Huddled into jackets and under umbrellas, over 10,000 elementary and middle school students flocked to The University of Texas at Austin’s campus on Saturday, Feb. 22, 2025, for Women in STEM’s 24th annual STEM Girl Day. The event is a playground of hands on activities, demonstrations, and exhibits that serve to inspire the next generation of Science, Technology, Engineering and Mathematics (STEM) learners, and was a perfect way to spend a chilly, rainy day.
Among the maze of bustling classrooms and interactive stations, the Oden Institute for Computational Engineering and Sciences curated five unique events, plus an open house in the Texas Advanced Computing Center's (TACC) Visualization Lab, all of which offered students a glimpse into the ever-expanding world of computational technology.
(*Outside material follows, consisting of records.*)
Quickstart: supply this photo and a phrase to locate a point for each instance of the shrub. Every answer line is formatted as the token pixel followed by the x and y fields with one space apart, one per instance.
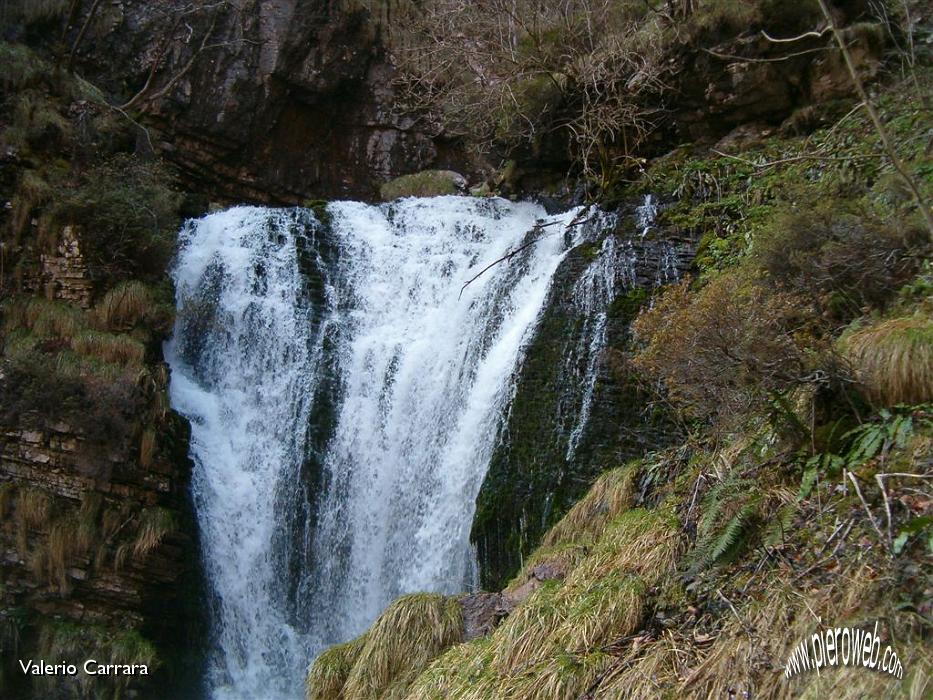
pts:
pixel 843 260
pixel 108 347
pixel 130 304
pixel 43 389
pixel 127 217
pixel 718 350
pixel 893 360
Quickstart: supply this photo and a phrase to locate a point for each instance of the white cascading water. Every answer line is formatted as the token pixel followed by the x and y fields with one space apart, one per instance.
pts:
pixel 612 271
pixel 243 360
pixel 424 375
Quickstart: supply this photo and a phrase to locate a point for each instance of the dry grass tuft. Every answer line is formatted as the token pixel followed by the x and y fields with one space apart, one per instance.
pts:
pixel 610 494
pixel 462 672
pixel 412 631
pixel 86 533
pixel 329 672
pixel 33 510
pixel 51 319
pixel 557 558
pixel 894 360
pixel 609 608
pixel 642 542
pixel 527 636
pixel 124 306
pixel 147 448
pixel 116 349
pixel 7 492
pixel 154 525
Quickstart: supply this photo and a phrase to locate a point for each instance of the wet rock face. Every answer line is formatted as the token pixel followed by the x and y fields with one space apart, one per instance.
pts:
pixel 98 543
pixel 535 474
pixel 285 101
pixel 73 519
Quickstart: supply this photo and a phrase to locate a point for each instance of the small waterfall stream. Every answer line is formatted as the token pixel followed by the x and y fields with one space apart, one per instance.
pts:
pixel 281 319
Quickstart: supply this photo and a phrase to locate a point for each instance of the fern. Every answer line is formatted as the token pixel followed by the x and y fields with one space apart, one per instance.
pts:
pixel 776 531
pixel 716 540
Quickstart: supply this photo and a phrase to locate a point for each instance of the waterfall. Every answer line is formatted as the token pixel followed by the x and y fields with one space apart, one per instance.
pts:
pixel 612 271
pixel 346 355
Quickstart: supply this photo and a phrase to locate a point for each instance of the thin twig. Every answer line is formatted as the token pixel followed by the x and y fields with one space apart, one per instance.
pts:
pixel 805 35
pixel 577 221
pixel 871 517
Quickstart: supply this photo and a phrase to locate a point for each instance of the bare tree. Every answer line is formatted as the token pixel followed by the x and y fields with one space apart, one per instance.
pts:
pixel 883 135
pixel 506 72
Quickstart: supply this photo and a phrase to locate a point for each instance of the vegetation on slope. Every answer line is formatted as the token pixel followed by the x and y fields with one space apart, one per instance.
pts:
pixel 85 240
pixel 796 363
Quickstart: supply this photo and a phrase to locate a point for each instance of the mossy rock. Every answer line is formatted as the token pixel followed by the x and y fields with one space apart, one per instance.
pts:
pixel 427 183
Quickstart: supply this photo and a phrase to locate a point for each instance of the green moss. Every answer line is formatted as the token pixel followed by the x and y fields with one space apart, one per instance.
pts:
pixel 319 207
pixel 427 183
pixel 626 306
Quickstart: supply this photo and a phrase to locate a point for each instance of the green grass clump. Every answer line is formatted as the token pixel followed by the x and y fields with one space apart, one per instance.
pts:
pixel 125 306
pixel 109 347
pixel 329 672
pixel 412 631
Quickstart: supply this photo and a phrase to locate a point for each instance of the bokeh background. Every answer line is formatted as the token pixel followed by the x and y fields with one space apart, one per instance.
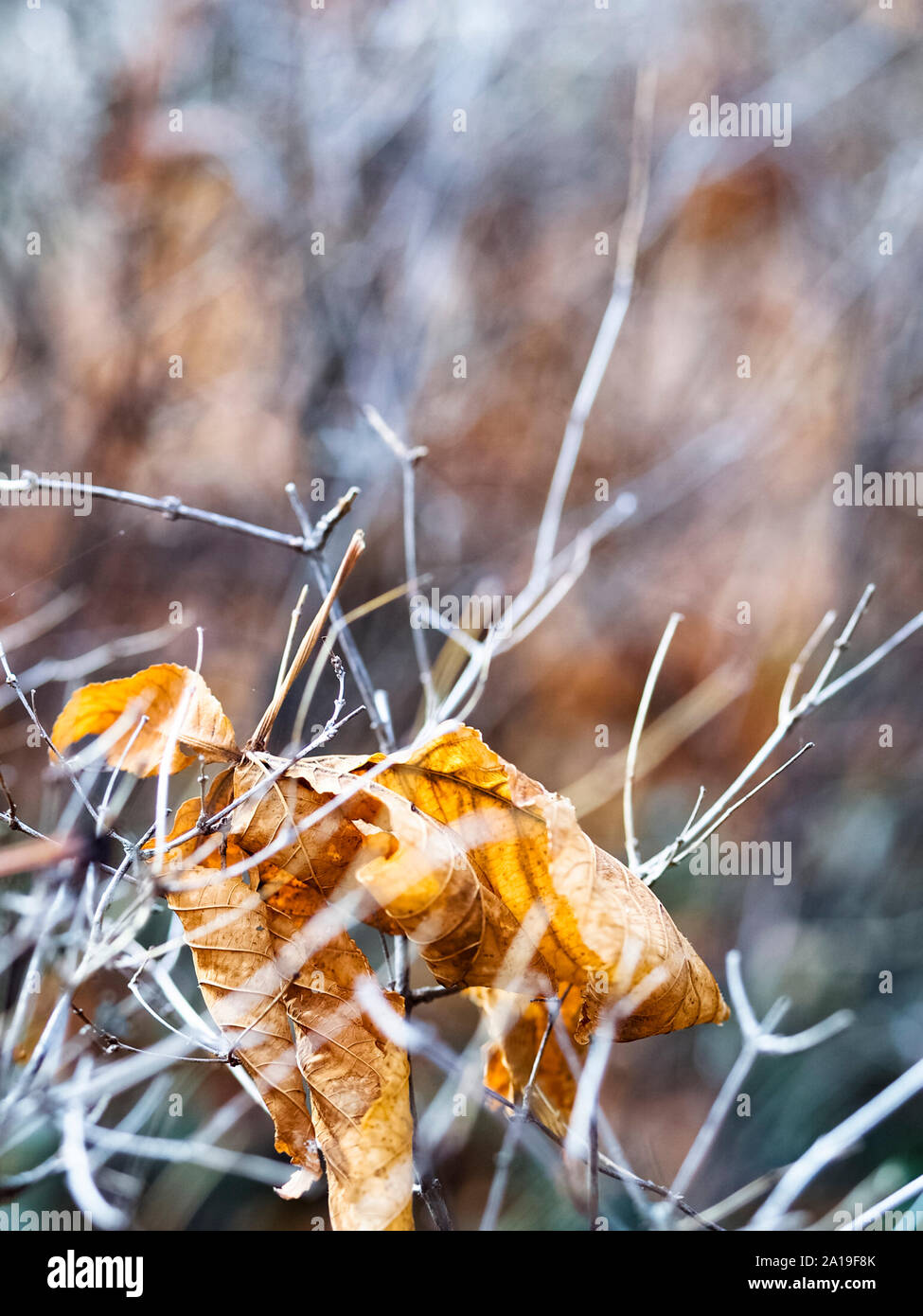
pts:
pixel 337 121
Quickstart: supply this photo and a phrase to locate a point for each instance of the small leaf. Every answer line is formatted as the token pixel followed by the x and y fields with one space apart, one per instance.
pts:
pixel 162 694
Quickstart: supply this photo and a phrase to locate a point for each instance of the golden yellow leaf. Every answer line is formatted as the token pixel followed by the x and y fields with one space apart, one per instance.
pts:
pixel 235 955
pixel 359 1078
pixel 162 694
pixel 269 951
pixel 594 923
pixel 415 871
pixel 490 876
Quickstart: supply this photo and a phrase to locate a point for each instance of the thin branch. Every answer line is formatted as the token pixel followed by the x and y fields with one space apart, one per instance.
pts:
pixel 630 761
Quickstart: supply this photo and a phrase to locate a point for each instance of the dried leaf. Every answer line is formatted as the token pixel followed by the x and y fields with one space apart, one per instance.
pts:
pixel 492 878
pixel 235 954
pixel 159 694
pixel 594 923
pixel 359 1079
pixel 415 871
pixel 270 954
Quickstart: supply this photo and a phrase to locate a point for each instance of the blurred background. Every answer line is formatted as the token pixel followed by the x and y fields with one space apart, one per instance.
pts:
pixel 278 196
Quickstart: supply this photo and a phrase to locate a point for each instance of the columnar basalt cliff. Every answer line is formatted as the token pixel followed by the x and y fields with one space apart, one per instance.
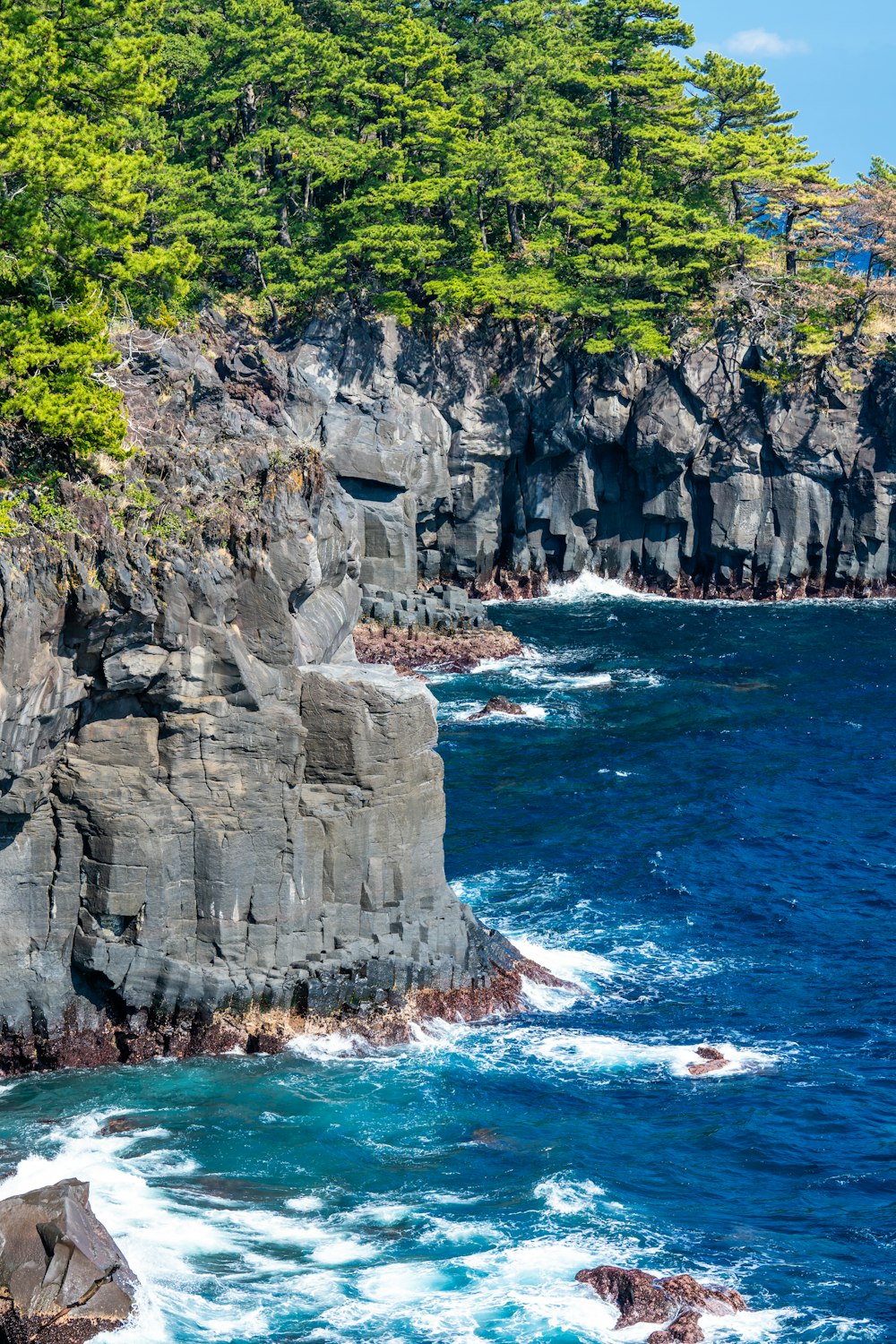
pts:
pixel 505 453
pixel 210 812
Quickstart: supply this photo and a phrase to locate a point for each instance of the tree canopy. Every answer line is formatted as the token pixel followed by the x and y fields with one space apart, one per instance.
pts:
pixel 427 158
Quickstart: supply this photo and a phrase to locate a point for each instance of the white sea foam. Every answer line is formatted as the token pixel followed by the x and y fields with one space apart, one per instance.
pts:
pixel 584 1050
pixel 332 1045
pixel 468 712
pixel 568 1196
pixel 571 964
pixel 306 1203
pixel 332 1284
pixel 587 586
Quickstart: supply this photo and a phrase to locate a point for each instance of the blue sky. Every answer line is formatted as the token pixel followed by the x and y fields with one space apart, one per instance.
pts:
pixel 833 61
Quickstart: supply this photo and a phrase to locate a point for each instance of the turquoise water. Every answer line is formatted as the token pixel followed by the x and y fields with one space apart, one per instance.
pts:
pixel 694 823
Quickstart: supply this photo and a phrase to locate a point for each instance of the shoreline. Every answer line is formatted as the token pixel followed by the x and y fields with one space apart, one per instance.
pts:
pixel 504 586
pixel 418 650
pixel 271 1031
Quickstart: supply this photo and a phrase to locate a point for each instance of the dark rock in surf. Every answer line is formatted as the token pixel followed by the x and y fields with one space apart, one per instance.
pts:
pixel 643 1298
pixel 712 1062
pixel 62 1277
pixel 684 1330
pixel 498 704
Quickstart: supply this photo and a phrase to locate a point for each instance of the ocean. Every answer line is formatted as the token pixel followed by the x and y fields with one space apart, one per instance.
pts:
pixel 694 824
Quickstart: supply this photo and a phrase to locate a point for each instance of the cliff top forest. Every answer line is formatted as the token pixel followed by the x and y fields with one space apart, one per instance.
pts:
pixel 432 160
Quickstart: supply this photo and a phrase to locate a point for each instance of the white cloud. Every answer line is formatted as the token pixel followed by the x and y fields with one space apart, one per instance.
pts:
pixel 758 42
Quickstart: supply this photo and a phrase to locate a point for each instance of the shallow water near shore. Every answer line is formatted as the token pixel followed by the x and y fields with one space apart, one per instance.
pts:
pixel 694 824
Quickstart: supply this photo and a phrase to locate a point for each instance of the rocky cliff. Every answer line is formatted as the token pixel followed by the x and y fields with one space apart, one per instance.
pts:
pixel 503 453
pixel 209 811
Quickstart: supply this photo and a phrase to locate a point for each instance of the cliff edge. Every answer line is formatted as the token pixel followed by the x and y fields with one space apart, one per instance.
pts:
pixel 211 817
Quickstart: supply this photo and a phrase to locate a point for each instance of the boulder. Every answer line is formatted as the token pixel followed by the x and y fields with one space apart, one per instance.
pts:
pixel 498 704
pixel 712 1061
pixel 643 1298
pixel 684 1330
pixel 62 1277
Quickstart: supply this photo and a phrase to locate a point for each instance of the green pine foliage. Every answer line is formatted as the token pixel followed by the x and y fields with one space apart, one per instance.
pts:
pixel 426 158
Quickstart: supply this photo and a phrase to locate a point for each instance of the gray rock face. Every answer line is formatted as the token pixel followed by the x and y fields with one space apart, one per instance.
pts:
pixel 505 452
pixel 62 1277
pixel 206 803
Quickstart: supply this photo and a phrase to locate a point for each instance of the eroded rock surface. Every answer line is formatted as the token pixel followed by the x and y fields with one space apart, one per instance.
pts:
pixel 498 704
pixel 207 806
pixel 643 1298
pixel 711 1061
pixel 62 1277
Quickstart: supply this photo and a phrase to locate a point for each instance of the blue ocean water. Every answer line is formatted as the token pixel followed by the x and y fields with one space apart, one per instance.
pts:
pixel 694 824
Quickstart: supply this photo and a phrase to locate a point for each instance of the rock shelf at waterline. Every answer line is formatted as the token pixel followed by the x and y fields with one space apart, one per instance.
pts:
pixel 62 1277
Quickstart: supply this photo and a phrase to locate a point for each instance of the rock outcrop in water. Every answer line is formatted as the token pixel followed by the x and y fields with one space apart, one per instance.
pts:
pixel 211 819
pixel 498 456
pixel 62 1277
pixel 675 1303
pixel 210 814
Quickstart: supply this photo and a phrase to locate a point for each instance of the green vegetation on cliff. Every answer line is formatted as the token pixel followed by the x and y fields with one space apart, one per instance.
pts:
pixel 440 158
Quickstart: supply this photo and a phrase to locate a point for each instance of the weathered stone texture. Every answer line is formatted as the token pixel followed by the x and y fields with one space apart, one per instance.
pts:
pixel 206 801
pixel 512 452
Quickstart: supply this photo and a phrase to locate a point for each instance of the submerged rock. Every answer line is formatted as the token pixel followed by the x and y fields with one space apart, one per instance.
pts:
pixel 643 1298
pixel 712 1061
pixel 62 1277
pixel 684 1330
pixel 498 704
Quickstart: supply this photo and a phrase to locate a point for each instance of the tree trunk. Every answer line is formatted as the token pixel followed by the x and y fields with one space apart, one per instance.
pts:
pixel 513 226
pixel 790 252
pixel 284 236
pixel 481 218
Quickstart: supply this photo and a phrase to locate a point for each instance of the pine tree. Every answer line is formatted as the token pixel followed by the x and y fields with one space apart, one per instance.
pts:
pixel 74 81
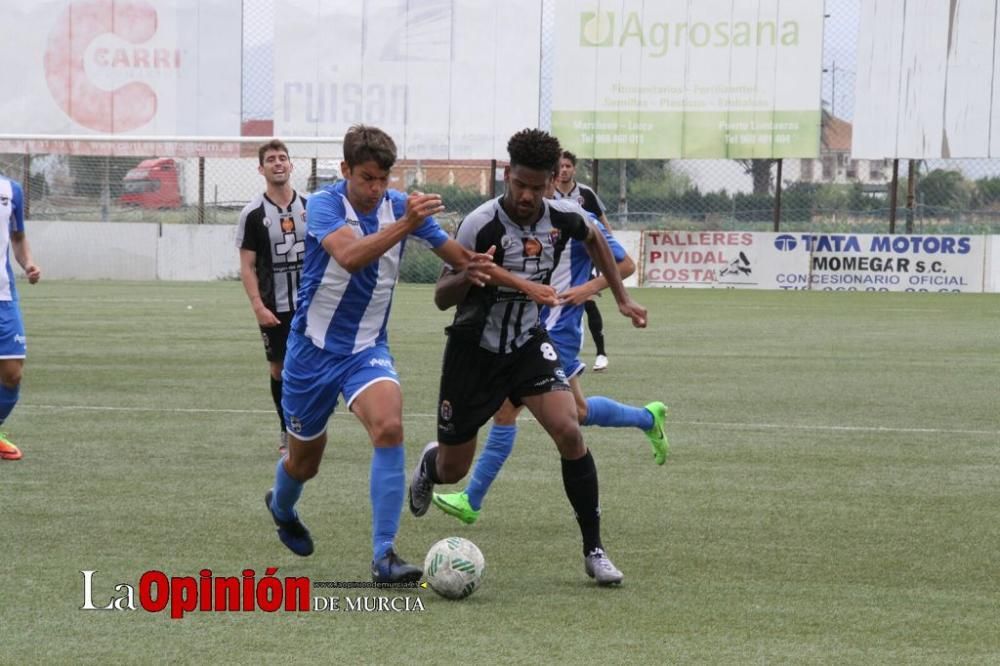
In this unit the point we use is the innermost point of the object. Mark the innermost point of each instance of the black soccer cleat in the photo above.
(292, 533)
(390, 568)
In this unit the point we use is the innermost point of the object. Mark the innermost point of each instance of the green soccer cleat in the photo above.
(657, 435)
(457, 504)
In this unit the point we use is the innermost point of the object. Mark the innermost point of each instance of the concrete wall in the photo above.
(133, 250)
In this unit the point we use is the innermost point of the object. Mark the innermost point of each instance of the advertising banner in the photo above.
(828, 262)
(688, 78)
(139, 67)
(447, 79)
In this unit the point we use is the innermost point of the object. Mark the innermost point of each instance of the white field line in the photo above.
(411, 415)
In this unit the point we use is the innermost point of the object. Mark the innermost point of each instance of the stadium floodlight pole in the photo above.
(777, 197)
(894, 196)
(911, 177)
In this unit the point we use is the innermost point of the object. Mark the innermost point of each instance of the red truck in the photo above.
(154, 183)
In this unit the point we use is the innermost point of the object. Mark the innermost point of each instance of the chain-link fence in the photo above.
(833, 192)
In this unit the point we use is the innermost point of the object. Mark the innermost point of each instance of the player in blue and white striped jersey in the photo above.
(356, 231)
(13, 344)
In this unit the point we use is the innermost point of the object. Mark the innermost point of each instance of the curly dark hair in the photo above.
(535, 149)
(364, 142)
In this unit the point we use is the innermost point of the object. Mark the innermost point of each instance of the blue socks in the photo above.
(610, 414)
(8, 398)
(387, 487)
(286, 493)
(495, 452)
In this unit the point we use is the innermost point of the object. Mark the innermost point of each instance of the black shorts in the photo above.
(475, 382)
(276, 337)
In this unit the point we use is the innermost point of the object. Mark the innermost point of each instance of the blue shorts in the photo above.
(13, 344)
(568, 345)
(313, 379)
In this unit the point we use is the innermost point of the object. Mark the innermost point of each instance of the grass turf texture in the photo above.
(830, 496)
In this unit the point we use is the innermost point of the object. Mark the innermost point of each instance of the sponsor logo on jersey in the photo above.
(532, 247)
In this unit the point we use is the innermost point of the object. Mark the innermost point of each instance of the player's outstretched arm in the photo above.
(355, 253)
(581, 294)
(453, 285)
(22, 253)
(248, 276)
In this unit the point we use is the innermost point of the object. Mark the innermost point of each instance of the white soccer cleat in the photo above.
(599, 567)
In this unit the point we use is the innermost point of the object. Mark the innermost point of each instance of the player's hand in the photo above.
(543, 294)
(575, 295)
(633, 311)
(420, 206)
(33, 272)
(265, 317)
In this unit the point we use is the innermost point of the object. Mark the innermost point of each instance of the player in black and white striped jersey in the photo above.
(498, 347)
(271, 240)
(568, 188)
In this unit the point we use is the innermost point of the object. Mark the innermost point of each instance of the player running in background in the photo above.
(572, 280)
(568, 188)
(271, 240)
(13, 344)
(355, 236)
(497, 347)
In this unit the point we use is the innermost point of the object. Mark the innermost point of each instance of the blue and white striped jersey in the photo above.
(338, 311)
(12, 211)
(573, 273)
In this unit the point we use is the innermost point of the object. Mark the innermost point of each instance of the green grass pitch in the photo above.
(831, 495)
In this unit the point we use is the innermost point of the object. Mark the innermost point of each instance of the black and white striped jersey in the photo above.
(586, 197)
(277, 236)
(504, 319)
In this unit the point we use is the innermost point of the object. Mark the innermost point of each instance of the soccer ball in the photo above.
(454, 567)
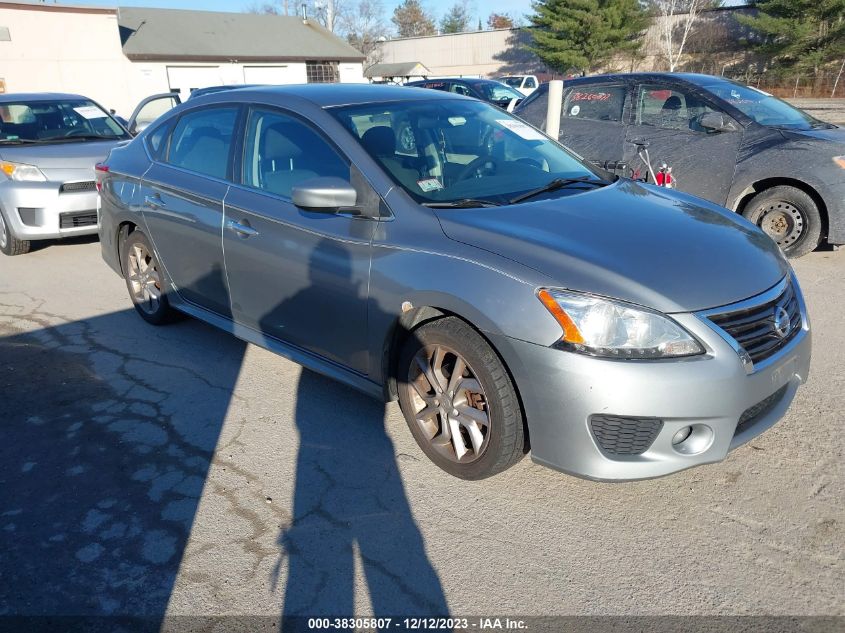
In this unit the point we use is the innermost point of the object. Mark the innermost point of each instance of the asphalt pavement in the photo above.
(176, 470)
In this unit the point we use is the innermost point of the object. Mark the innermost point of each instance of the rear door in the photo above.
(183, 196)
(593, 121)
(665, 118)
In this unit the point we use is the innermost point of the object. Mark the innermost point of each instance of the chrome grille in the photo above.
(763, 329)
(74, 187)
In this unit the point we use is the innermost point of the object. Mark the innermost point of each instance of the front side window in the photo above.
(449, 150)
(56, 121)
(670, 109)
(322, 72)
(597, 103)
(202, 139)
(282, 151)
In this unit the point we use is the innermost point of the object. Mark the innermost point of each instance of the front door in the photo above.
(295, 275)
(666, 121)
(182, 195)
(593, 123)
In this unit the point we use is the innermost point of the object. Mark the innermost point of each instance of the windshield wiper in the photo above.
(465, 203)
(554, 185)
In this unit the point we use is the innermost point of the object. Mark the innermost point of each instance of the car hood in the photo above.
(84, 154)
(635, 242)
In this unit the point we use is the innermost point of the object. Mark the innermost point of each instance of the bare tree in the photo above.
(676, 19)
(364, 28)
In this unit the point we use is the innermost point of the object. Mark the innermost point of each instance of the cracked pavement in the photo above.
(178, 470)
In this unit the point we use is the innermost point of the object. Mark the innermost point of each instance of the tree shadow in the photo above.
(349, 500)
(104, 451)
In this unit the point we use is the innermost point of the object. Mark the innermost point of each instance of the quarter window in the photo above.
(322, 72)
(201, 141)
(664, 107)
(598, 103)
(281, 152)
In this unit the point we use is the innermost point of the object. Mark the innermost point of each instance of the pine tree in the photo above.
(799, 34)
(582, 35)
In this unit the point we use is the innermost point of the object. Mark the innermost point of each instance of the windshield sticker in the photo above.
(90, 112)
(429, 184)
(523, 130)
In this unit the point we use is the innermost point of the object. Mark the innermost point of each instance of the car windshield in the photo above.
(443, 151)
(495, 91)
(56, 121)
(762, 107)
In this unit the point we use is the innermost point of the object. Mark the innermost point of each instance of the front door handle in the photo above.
(244, 230)
(154, 201)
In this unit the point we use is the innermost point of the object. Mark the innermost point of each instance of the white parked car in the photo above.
(526, 84)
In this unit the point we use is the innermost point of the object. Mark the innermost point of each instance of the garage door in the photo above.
(273, 74)
(186, 78)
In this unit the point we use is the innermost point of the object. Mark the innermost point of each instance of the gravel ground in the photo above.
(159, 470)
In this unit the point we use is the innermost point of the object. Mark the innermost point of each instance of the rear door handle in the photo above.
(244, 230)
(154, 201)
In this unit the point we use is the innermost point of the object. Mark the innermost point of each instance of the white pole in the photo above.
(554, 106)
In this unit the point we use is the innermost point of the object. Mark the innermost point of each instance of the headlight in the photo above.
(614, 329)
(21, 172)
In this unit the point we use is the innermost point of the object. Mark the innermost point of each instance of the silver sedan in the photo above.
(512, 297)
(49, 144)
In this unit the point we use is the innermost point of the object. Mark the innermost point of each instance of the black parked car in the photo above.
(732, 144)
(494, 92)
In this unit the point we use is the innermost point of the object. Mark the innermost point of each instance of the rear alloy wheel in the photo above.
(9, 244)
(789, 216)
(459, 401)
(144, 279)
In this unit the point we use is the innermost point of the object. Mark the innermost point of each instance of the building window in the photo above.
(322, 72)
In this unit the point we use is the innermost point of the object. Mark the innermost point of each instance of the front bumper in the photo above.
(562, 392)
(49, 210)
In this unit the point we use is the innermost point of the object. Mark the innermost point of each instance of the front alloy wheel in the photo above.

Students began their adventures through the Oden Institute’s Girl Day experience with a passport guidebook in hand, collecting stamps as they journeyed across campus – flying planes, reading MRIs, and exploring the arctic along the way.
Passport Stamp 1: Paper Plane Path Prediction Party!
A large lecture hall in the basement of the Robert C. Welch Building echoed with gleeful shouts as paper airplanes glided across the room. Led by the Willcox Research Group, the plane path party began as students built their airplanes using pre-cut models. Customization followed, using markers and stickers galore.
Students learned that the location of the center of mass was the most important factor when attempting to optimize the flight of a glider, and were able to add and remove masses from different locations on their planes in an effort to optimize their flight. Simulation data lit up the projector screens behind the flightpath as students' creations whizzed through their targets, watching computational modelling in real time.
“The kids definitely had fun with this,” commented Oden Institute student Sebastian Henao-Garcia. “It was awesome to watch them decorate their planes and have such a hands-on learning experience that got them excited about science.” Henao-Garcia, a student in the Oden Institute's Computational Science, Engineering and Mathematics (CSEM) Ph.D. program, was one of more than 40 volunteers that particpated in Oden Institute activity stations.